« Mettre la démocratie de côté »

La gestion autoritaire de la crise du Covid ne relève pas – je crois – du hasard : elle s’inscrit dans une histoire. Elle n’est pas le fruit d’une fatalité, mais d’une volonté. Je résume, pille, ici, l’ouvrage de Grégoire Chamayou, La Société ingouvernable, sur la généalogie du « libéralisme autoritaire ». En remontant à l’Amérique des années 1970, et même à l’Allemagne des années 1930, il offre des clés de compréhension du présent.

Publié le 15 février 2021

« Ils n’ont pas l’air d’avoir peur »

En 1970, un reporter du Wall Street Journal visite une usine. Sur la chaîne, il voit des cheveux longs, des barbes, et aussi, parfois, épinglé à un tee-shirt, un signe de la paix. Et puis surtout, « des visages jeunes, des yeux pleins de curiosité, des yeux qui ont vu la contestation se répandre dans le pays ». Il scrute ces regards qui le surprennent et conclut : « Ils n’ont pas l’air d’avoir peur. »
Et c’était, pour le patronat, un problème.
Dans l’industrie automobile américaine, le turn-over est énorme : plus de la moitié des travailleurs non qualifiés quittent leur poste avant la fin de la première année. Certains, tellement rebutés, disparaissent dans la nature dès les premières semaines sans « même prendre la peine de revenir chercher à l’usine, rapportent avec stupéfaction les managers, la paie correspondant au temps qu’ils y ont travaillé ».

À General Motors, 5 % des travailleurs s’absentent quotidiennement sans réelle justification. Le lundi et le vendredi, ce taux est multiplié par deux.
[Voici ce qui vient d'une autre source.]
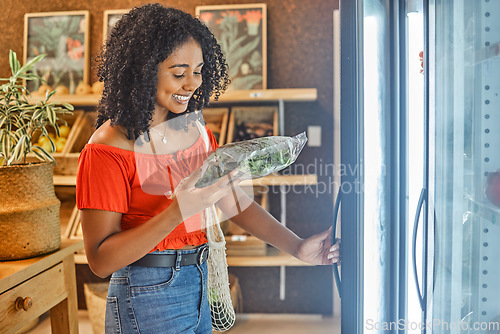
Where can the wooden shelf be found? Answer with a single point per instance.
(271, 180)
(274, 258)
(254, 95)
L’été, il peut atteindre les 20 %. « À quoi ressemble un lundi d’été à l’usine ? » demande t on à un ouvrier de l’automobile. « Je ne sais pas, je n’y suis jamais allé un lundi. » « Comment se fait-il que vous ne veniez travailler que quatre jours par semaine ? » interroge t on un autre. « Parce que si je ne venais travailler que trois jours, je ne gagnerais pas assez pour vivre. » Mais que voulez-vous au juste ? « Avoir une chance de me servir de mon cerveau », répond un troisième.
Et le New York Times d’avertir, en 1970 toujours : « La jeune génération, qui a déjà ébranlé les campus, montre aussi des signes d’agitation dans les usines de l’Amérique industrielle. Les jeunes travailleurs sont nombreux à exiger des changements immédiats. »
Pourquoi cette intrépidité ? Les « dures réalités économiques de la période antérieure » se sont gommées, le souvenir de la crise de 1929, « cela a pris longtemps – deux générations – avant que la motivation par la peur économique ne s’estompe. »
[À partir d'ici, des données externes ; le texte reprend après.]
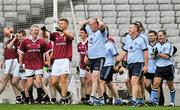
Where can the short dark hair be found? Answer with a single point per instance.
(137, 26)
(154, 32)
(163, 31)
(23, 32)
(64, 19)
(140, 25)
(83, 28)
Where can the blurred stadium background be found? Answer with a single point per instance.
(116, 14)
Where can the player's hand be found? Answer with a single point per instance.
(49, 70)
(77, 70)
(145, 69)
(44, 28)
(58, 29)
(85, 59)
(1, 65)
(21, 69)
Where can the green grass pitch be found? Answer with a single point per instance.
(78, 107)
C’était vrai dans l’usine, et en dehors.
C’était vrai aux états-Unis, et également en France, dans tous les pays d’Occident : « On s’engueulait avec le patron dans une boîte, me racontait un ex-Goodyear. À Amiens, du boulot, on traversait la rue, on en trouvait en face. »

« Le business devrait se battre comme s’il était en guerre »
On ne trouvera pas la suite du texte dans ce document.